Today our challenges involve efforts by those who would restrict voting for partisan advantage. Before 1920 men opposed expanding the suffrage because enfranchising women overturned their control not just in public arenas where exclusion from the electoral process testified to female inferiority. The vote, an act of personal sovereignty, also undermined male authority at home. Today now that the Supreme Court has overturned Section 5 of the Voting Rights Act of 1965, Republicans chip away at access to the polls under the fiction that widespread fraudulent voting exists. Currently we disenfranchise by preventing same day registration, by limiting voting hours and days, by demanding identifications, and by judicial weakening of necessary protections.

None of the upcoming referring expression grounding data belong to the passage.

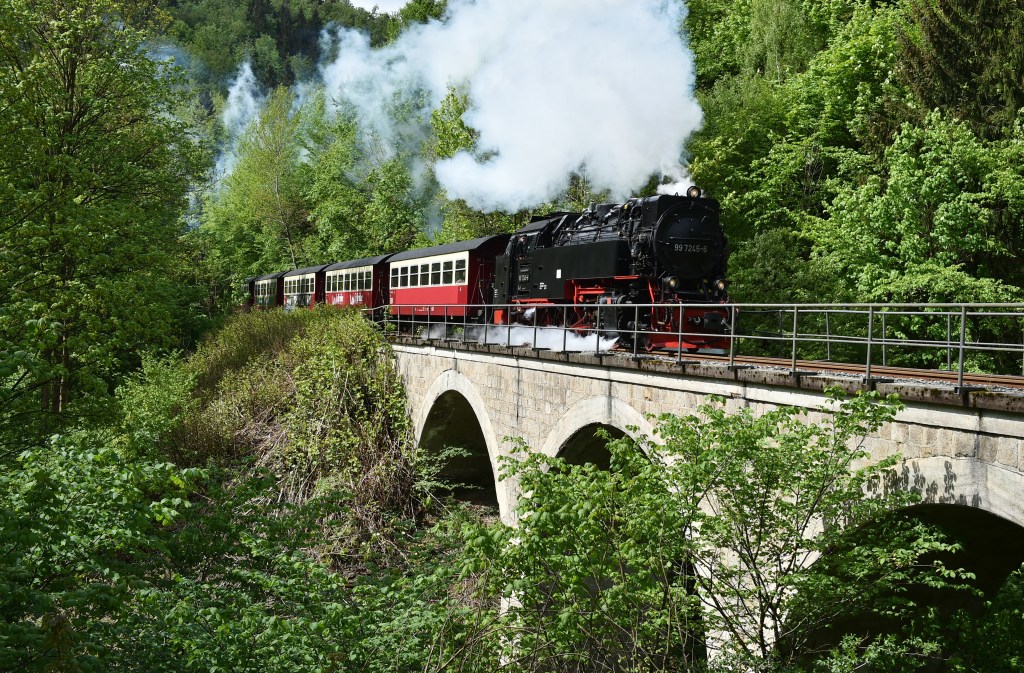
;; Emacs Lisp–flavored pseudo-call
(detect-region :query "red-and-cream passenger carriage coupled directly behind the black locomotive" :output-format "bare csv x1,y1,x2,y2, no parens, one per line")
388,234,509,320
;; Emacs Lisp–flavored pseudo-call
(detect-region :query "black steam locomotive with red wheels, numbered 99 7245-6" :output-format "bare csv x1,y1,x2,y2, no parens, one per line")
494,187,729,351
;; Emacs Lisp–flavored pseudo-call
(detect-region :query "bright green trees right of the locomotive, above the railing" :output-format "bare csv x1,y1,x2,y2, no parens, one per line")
690,2,1024,301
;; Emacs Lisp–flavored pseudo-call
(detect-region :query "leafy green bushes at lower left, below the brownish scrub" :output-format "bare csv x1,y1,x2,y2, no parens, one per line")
0,433,483,673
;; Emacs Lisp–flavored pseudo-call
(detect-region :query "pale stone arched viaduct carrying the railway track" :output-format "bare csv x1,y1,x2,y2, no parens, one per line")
393,338,1024,586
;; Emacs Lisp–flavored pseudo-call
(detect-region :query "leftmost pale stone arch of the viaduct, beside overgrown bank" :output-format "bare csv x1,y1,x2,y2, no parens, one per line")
414,369,512,520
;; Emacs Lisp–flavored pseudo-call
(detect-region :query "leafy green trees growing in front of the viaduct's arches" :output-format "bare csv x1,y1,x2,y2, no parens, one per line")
468,394,965,671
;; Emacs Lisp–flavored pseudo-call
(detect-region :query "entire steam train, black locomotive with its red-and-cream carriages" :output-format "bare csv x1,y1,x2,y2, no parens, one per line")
247,187,729,351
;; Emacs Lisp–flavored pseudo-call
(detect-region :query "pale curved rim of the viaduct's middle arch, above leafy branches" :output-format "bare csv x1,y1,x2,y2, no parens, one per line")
541,395,653,457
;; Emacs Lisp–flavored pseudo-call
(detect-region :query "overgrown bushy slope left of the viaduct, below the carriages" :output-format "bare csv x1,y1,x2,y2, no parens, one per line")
0,311,497,673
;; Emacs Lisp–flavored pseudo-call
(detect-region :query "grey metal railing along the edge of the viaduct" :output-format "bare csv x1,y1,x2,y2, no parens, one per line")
383,303,1024,387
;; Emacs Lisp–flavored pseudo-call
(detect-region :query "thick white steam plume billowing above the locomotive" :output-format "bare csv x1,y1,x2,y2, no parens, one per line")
322,0,701,211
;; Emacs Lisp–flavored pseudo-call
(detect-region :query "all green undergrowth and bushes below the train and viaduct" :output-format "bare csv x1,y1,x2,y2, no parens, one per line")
0,308,1021,673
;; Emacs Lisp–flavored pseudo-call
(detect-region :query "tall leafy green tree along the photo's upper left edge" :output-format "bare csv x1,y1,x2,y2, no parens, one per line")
0,0,200,446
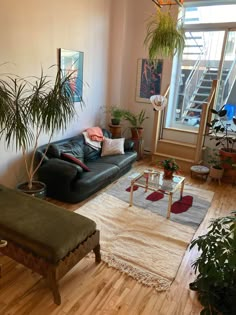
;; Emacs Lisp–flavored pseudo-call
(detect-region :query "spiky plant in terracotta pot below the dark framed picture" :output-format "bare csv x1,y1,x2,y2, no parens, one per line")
124,109,149,139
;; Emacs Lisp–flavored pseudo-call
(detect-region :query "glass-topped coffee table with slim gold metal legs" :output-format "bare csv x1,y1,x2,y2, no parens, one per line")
129,169,185,219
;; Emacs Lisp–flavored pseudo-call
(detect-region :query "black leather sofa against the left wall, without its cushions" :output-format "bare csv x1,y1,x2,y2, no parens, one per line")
36,129,137,203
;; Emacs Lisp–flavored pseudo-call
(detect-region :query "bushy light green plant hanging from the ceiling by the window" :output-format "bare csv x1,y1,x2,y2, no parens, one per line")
144,9,185,60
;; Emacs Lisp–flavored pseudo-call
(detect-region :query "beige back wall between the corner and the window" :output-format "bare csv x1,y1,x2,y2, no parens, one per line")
109,0,173,151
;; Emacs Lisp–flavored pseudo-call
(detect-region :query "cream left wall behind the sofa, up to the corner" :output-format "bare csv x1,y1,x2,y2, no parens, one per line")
0,0,112,186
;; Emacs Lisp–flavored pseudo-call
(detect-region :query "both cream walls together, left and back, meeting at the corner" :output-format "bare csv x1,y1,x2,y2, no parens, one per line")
0,0,175,187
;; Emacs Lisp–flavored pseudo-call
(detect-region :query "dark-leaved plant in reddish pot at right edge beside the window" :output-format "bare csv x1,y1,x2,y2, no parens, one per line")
206,105,236,181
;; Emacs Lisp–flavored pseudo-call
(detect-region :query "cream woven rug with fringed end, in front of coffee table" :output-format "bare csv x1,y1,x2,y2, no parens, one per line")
75,193,195,291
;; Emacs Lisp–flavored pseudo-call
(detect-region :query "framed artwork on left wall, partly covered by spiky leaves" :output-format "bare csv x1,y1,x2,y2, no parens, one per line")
59,48,84,102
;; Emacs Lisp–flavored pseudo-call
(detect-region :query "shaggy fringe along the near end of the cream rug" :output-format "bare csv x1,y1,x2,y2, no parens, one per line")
101,253,171,292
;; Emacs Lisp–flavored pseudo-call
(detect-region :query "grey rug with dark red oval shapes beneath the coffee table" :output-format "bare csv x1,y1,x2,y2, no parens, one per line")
106,177,214,229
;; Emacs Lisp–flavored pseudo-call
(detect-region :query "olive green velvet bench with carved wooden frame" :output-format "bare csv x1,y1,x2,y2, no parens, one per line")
0,185,101,305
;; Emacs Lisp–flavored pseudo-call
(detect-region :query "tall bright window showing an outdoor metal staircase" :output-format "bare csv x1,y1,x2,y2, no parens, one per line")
165,1,236,131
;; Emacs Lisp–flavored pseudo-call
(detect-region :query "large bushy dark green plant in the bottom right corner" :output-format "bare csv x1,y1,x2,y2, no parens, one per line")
189,211,236,314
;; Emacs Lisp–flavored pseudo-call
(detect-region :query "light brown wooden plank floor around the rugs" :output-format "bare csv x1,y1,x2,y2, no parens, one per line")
0,160,236,315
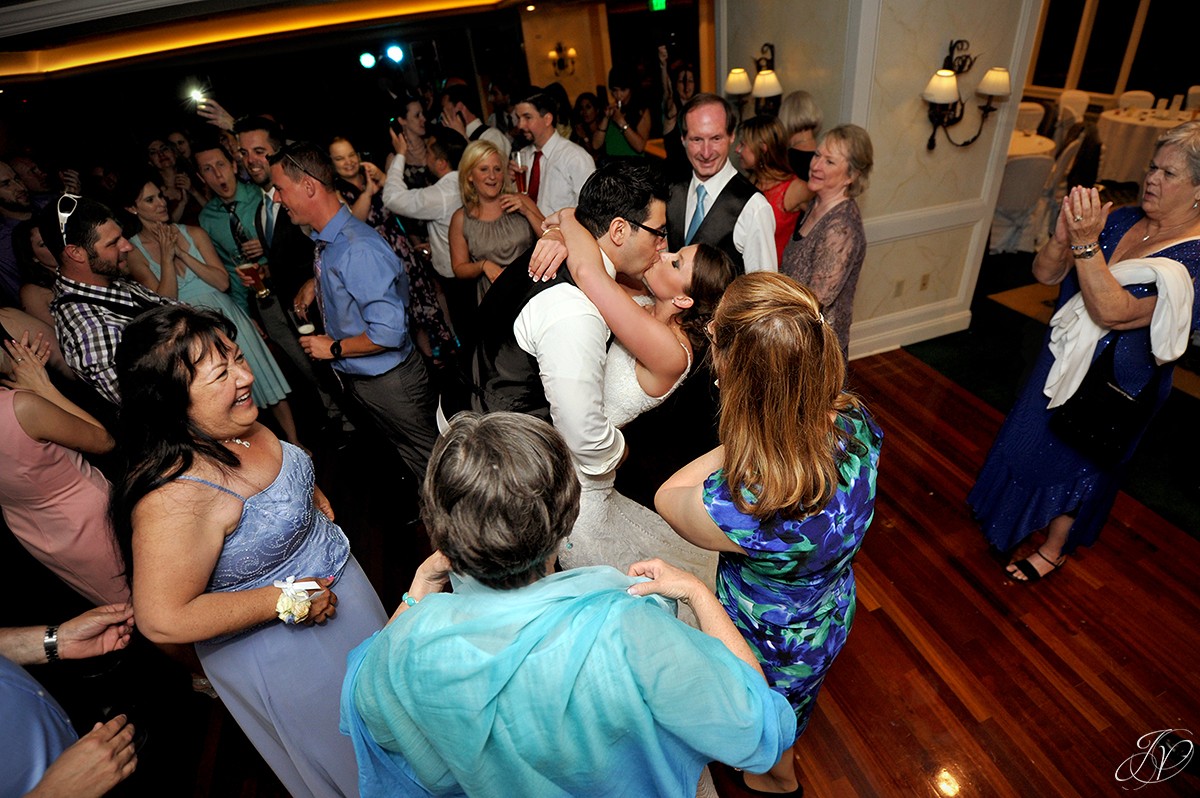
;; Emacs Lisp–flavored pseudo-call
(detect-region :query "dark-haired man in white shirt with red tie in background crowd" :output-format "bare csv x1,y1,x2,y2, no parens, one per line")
514,92,595,216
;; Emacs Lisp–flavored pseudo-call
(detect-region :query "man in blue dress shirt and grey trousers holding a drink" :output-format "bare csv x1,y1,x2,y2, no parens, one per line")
270,143,437,479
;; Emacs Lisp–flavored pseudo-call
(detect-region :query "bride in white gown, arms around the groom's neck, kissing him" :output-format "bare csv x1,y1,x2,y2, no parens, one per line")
529,209,734,588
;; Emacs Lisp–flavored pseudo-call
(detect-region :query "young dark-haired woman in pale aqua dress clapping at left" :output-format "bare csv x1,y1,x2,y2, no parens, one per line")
118,174,300,445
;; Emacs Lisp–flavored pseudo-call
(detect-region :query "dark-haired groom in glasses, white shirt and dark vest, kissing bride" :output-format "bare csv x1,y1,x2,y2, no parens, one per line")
439,161,667,480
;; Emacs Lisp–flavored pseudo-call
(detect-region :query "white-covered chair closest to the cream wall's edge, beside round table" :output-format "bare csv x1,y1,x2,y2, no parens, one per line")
988,155,1055,252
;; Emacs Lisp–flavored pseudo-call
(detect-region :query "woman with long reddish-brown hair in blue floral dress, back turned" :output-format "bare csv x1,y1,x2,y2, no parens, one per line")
655,272,883,796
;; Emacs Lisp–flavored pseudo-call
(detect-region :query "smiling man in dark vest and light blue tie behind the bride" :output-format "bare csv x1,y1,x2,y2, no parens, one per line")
667,94,779,274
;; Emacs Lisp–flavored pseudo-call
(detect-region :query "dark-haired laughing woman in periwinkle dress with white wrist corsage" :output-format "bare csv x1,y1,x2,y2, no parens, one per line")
112,305,388,797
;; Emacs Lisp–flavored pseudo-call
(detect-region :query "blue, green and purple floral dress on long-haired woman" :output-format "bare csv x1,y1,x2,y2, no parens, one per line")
704,410,883,734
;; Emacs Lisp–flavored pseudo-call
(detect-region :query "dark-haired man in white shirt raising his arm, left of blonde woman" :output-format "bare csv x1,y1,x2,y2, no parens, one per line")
383,128,467,280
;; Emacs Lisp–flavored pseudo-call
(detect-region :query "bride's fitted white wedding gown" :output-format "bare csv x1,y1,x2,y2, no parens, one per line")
559,298,718,590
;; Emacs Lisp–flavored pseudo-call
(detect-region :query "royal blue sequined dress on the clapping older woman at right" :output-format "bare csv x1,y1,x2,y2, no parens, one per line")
967,208,1200,552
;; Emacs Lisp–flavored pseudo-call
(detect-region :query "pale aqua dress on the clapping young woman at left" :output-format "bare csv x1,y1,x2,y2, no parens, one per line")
130,224,292,408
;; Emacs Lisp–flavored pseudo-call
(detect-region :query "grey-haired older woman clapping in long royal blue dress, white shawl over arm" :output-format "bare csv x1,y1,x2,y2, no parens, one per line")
967,121,1200,582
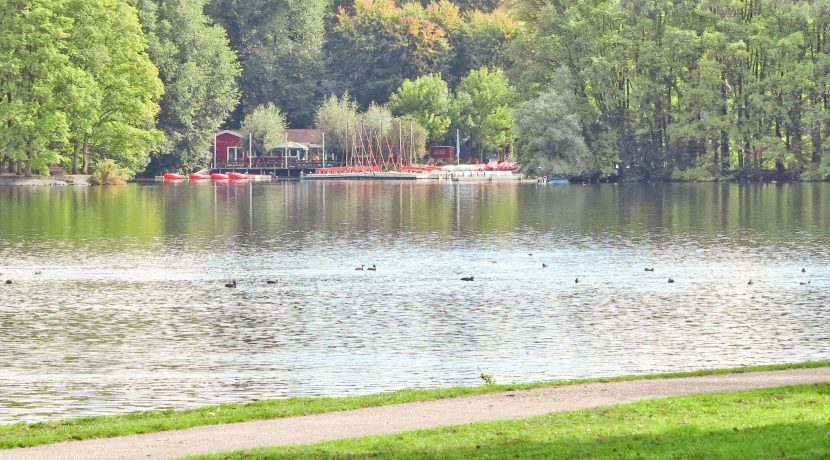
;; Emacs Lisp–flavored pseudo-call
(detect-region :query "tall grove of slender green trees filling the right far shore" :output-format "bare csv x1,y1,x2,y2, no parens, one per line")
512,0,830,178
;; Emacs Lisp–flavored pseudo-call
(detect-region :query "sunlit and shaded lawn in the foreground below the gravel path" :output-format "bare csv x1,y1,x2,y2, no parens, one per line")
193,384,830,459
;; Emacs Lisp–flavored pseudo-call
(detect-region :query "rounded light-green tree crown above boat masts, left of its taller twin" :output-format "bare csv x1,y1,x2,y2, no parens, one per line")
389,74,452,140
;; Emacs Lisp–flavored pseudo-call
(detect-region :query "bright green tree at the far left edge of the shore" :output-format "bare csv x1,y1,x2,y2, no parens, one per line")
0,0,75,175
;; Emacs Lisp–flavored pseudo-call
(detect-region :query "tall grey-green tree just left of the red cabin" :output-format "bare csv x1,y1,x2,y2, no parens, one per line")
131,0,241,170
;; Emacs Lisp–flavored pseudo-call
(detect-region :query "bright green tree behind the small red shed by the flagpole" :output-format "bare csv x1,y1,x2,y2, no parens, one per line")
453,67,515,160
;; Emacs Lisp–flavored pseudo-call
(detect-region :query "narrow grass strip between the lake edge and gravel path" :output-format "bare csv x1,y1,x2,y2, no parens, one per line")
0,361,830,449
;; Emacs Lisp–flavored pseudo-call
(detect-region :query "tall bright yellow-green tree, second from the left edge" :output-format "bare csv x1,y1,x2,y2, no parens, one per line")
65,0,163,174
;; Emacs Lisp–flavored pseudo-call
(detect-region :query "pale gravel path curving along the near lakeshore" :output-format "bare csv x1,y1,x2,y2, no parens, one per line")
0,367,830,460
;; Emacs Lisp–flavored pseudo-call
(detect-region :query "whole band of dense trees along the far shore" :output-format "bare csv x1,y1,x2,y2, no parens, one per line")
0,0,830,180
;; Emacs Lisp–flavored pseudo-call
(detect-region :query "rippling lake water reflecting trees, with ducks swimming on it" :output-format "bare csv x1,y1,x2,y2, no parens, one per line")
0,182,830,423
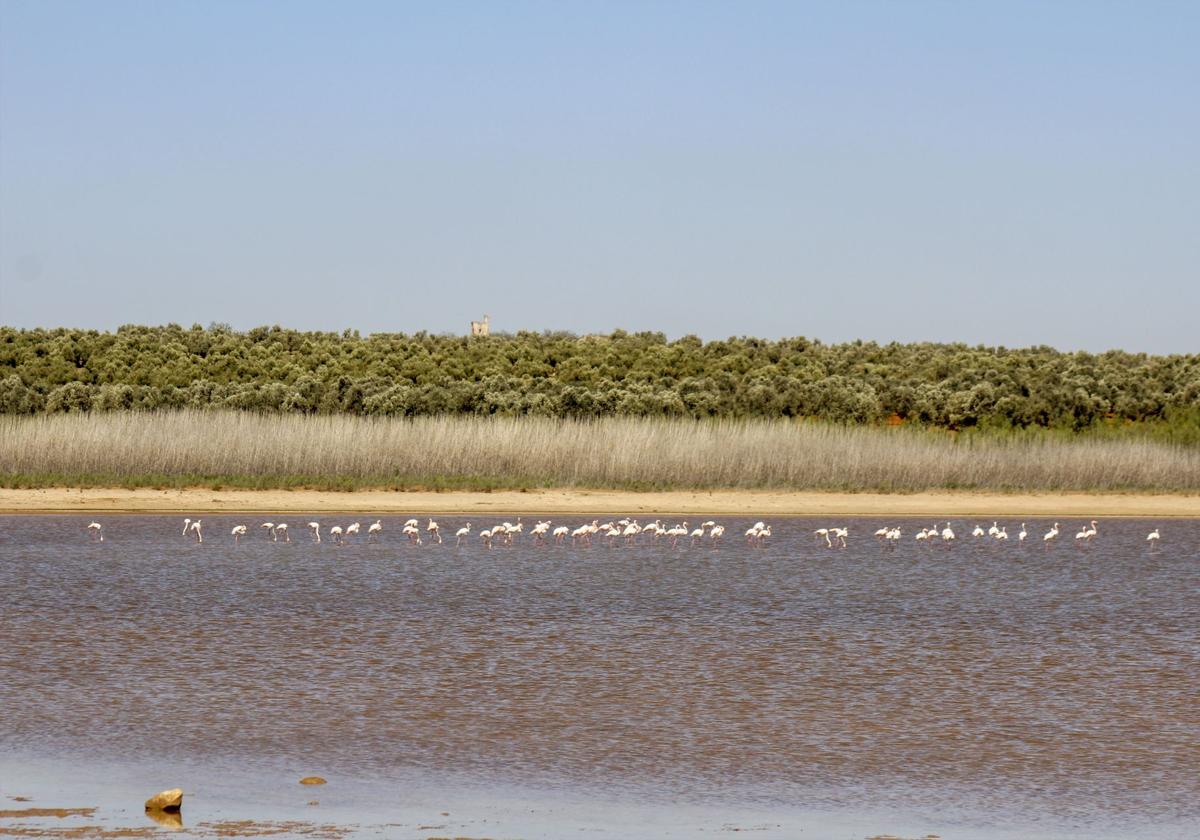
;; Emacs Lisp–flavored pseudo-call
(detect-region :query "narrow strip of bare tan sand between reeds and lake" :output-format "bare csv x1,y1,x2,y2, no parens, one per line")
0,488,1200,517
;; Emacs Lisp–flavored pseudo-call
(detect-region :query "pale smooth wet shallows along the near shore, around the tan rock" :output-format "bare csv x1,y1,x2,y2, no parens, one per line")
0,755,1152,840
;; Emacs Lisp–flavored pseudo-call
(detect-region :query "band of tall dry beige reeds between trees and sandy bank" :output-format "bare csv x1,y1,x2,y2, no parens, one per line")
0,412,1200,492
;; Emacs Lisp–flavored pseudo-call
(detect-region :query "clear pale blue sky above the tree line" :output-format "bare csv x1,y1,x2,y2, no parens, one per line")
0,0,1200,353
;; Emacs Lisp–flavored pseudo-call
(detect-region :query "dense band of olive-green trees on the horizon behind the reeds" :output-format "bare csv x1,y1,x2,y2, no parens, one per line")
0,324,1200,431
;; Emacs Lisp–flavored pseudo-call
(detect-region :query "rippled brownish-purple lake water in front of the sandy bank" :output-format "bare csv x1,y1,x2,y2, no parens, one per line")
0,516,1200,836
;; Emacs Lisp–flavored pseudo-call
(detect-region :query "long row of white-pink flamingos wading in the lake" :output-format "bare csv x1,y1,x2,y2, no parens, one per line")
88,516,1162,550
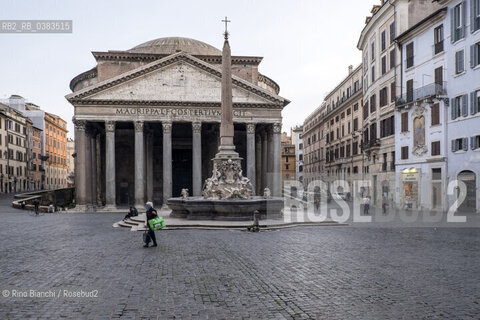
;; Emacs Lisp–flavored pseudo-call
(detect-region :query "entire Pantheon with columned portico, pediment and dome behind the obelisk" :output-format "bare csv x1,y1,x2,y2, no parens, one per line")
66,37,289,210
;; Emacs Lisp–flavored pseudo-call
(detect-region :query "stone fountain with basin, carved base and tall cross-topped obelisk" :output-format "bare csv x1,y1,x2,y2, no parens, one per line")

There are no parades to rally those who would prevent this erosion. Instead we need to remember the essential lesson taught by those suffrage marchers of the early 20th century. Only through persistence and diligence intended to rally public opinion can we protect the vote. Only by understanding and persuading others, as the suffrage women of New York did, that the vote is the fundamental transaction within a democratic society are we able to empower all citizens and enact the natural right ensured to all Americans.

Jean H. Baker is Professor of History at Goucher College. In addition to editing Votes for Women: The Struggle for Suffrage Revisited, she is the author of Mary Todd Lincoln: A Biography and The Stevensons: Biography of an American Family, among other books.